Simon Starling, one of the most audacious artists in the international scene, has a choice position in this new cultural year at the museum. With a double project which extends from the MAC/VAL in Vitry-sur-Seine to the Parc Saint Léger Art Centre, the 2005 award-winner of the Turner Prize has designed his first two-part monographic exhibition in France. Benefiting from two spaces, he pursues a work focused on transformations, metamorphoses, creating new exchanges, from material to the object and from the substance to the form, or even from one place to another place.
Simon Starling excels in the art of re-interpretation, producing a backcloth for a new social analysis, indicating the ecological, economic and cultural consequences of mobility factors caused by globalisation. This exhibit is jointly initiated by the Mac/Val and the Parc Saint-Léger and the French public is excitedly awaiting its opening! For over fifteen years, Simon Starling reconsiders the history of shapes and questions the notions of value, manufacture and the status of objects. His sculptures, installations and travels focus around acts of transformation and blending in situ. By methodically breaking down matter and context, Simon Starling reorganizes unexpected bonds between fields which are seemingly incompatible, with remote impermanence. For his first two-part monographic exhibition in France, the artist unravels his thoughts on what’s at the heart of current events.

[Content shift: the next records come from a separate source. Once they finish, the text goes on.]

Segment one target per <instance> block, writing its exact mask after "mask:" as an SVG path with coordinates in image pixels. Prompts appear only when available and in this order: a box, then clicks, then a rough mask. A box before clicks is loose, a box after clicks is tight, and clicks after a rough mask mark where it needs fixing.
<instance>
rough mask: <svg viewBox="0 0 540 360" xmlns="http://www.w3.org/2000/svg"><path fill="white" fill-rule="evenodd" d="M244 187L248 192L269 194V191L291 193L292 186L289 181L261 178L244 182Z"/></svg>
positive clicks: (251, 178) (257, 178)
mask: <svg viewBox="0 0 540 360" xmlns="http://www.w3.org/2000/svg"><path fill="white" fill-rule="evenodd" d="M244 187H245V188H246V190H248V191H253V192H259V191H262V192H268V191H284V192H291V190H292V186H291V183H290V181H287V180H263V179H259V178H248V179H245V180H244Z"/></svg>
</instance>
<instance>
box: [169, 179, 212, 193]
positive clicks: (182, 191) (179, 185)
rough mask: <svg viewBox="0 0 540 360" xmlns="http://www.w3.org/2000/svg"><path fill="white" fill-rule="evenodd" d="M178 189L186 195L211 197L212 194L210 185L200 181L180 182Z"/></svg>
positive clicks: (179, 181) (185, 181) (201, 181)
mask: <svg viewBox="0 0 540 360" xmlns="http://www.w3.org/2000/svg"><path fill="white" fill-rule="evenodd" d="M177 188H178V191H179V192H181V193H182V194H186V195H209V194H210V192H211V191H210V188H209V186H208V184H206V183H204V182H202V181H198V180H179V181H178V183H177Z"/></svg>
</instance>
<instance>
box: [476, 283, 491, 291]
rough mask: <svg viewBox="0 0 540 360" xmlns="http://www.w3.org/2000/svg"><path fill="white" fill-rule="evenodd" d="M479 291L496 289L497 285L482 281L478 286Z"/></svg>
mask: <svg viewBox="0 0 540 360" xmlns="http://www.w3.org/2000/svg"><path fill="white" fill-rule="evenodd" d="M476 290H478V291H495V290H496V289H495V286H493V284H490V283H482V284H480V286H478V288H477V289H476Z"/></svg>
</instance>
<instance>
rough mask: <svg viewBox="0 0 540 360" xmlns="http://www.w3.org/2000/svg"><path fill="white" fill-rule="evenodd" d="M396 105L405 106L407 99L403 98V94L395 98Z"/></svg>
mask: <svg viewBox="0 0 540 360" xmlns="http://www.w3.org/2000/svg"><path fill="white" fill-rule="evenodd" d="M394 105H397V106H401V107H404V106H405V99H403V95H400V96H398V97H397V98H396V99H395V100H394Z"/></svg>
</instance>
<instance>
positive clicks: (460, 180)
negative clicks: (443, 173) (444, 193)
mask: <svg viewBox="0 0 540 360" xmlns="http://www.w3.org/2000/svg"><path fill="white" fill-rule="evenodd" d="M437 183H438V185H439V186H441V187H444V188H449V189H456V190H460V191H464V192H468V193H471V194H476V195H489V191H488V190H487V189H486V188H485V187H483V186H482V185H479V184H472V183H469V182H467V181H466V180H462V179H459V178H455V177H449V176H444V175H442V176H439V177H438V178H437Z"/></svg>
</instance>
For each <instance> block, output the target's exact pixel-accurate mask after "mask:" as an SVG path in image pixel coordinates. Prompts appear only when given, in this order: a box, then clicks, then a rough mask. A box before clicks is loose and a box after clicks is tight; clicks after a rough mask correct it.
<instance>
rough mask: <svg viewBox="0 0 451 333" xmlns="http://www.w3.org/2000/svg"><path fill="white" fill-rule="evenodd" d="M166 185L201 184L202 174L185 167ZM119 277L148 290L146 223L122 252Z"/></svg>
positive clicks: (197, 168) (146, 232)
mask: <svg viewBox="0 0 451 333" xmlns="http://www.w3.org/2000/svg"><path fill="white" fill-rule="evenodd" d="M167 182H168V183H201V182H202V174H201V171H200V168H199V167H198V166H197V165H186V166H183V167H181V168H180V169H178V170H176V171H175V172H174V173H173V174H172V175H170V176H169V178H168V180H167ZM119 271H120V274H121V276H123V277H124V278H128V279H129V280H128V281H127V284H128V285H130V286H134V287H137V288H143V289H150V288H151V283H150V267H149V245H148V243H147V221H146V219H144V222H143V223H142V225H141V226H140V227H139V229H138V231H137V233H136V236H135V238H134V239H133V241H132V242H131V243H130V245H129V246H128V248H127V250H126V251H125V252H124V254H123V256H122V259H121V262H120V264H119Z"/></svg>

At the Val-de-Marne Contemporary Art Museum, this exhibition is laid out like the principle of transformation, playing with the picture and its double. One thing is always leading to another – one of Simon Starling’s driving forces – and this movement becomes the basis of his work. Documentary and fictional evidence is revealed and blends with his encyclopaedic archival work which successfully manages to be neither didactic nor overwhelming. The narrative structure holding the exhibit’s frame together is far from being straight – but answers more to the principle of re-interpreting, allowing for the artist to materialize his progression. The visitors are thus guided through a poetic universe, transcending the visible severity of his work. In this game of successive happenings combined with a mirroring exercise, the Mac/Val visit will surprise you with each work you see, revealing new facets to Simon Starling’s work– the visitor then travels along the path of re-interpretation, trying to find an ever-fleeing meaning. Whether it is in the museum or in the Parc Saint-Léger – which is hosting the second part of his project, the artist displays objects from the past. His contextual art consistently sparks the delivery of a narrative style, the works are closely tied to associated stories. Rock Raft, Flaga or even Three White Desks all have their own individual stories. Starling is able to remodel the pure context of these stories and our experience is suddenly shattered.